Boxtree is a small lib for JavaScript execution in an isolated, browser environment (box). You can spawn new boxes from your script, creating - tree of boxes.
Boxtree depends on PhantomJS 1.9.7. You need to have it installed on the PATH, or provide a path to the binary (check the Configuration section).
After you make sure you have PhantomJS (installed on the PATH or as a standalone binary), run this in the root of your project:
$ npm install boxtree --save
Boxtree exposes a Boxtree class, from which you declare an instance (usually there is no need to declare more than 1, still I wanted to make it more flexible allowing multiple boxtrees).
var pathUtils = require("path"),
Boxtree = require("boxtree").Boxtree,
poolSize = 20, // number of boxes in the pool
forAllowedTime = 10000; // time before a box should time-out
var boxtree = new Boxtree(
pathUtils.resolve( "..", "bin", "phantomjsBinary" ),
20
);
boxtree.init( function() {
boxtree.reserveBox( function(box) {
box
.addScript( ( "( " + ( function() {
// ...
} ) + " )();" )
.addScript( ( "( " + ( function() {
boxApi.emitEvent( "finish", "Box has finished work." );
} ) + " )();" )
.setUrl("...") // if you need to execute the script on a specific page ( works with file:// and url )
.on( "error", function(error) {
// handle error
} )
.on( "finish", function(result) {
// handle success
// release box after you are finished with it
boxtree.releaseBox( box )
// scrap boxtree
boxtree.finalize( function() {
//
} );
} )
.run( forAllowedTime );
} );
} );
var boxtree = new Boxtree(
phantomPath,
poolSize,
bucketsCount
);
The constructor of Boxtree accepts 3 parameters:
- phantomPath - path to phantomjs binary (put
null
in case it's on the PATH) - poolSize - number of pages in the pool (creating pages is time-consuming, that's why there is a pool)
- bucketsCount - number of phantomjs instances to fill the specified poolSize
Because, sometimes a single script, in a single page, might cause an entire instance of PhantomJS to crash, dragging all the other running boxes with it if they all spawn from the same phantomjs process. That's why we allow any poolSize on any number of buckets (phantomjs instances).
Every bucket provides n pages for the pool, where n = poolSize / bucketsCount
. For example:
poolSize = 20
bucketsCount = 5
pagesPerBucket = 20 / 5 = 4
On PhantomJS complete crash, all boxes that were created using its pages, are recreated with pages from another bucket (or multiple others).

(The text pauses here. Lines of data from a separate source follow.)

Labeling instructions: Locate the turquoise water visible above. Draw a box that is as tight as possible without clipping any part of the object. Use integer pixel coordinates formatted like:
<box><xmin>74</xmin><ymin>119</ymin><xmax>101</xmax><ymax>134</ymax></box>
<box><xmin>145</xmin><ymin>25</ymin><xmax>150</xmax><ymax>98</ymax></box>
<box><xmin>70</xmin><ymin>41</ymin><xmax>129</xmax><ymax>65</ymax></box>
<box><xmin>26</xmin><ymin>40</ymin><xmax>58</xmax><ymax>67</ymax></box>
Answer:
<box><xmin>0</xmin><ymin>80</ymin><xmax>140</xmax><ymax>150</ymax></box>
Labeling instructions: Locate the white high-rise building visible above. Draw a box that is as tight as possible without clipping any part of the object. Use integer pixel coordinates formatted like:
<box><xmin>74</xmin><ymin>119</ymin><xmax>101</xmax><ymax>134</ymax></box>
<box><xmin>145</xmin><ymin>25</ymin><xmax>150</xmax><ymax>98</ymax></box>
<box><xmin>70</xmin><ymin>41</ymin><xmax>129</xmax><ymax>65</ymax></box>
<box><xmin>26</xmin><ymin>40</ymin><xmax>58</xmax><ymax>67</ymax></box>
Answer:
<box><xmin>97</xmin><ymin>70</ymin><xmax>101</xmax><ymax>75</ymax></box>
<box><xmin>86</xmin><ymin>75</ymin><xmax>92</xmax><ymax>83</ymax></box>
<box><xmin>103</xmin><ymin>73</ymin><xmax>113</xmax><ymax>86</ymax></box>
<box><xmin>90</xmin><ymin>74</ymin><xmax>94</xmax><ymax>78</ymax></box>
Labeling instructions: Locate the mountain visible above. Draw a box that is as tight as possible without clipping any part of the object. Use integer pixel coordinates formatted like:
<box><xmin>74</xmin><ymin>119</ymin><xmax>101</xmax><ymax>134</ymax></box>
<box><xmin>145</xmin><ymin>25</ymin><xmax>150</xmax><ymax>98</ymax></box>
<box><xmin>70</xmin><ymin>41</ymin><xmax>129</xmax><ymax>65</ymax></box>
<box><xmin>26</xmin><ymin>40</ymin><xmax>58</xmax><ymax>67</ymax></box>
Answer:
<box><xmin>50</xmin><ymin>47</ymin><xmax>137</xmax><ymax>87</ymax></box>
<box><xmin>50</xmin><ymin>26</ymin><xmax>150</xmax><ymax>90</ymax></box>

Currently there is no lazy initialization - the pool has to be filled, before the boxtree can be used.
There is a possibility that at the time you request a box, there isn't a page ready to create a box with it.
This is why the box is returned to you in a callback.
When you are finished with a certain box, you have to make sure to release it, to allow the pool to regain the missing page.
Otherwise you will leak boxes and eventually run the pool dry, with a growing number of queued-up reserveBox calls and 0% chance that they will be served.
Kills-off all the PhantomJS instances, detaches boxes from boxtree and generally releases the boxtree instance.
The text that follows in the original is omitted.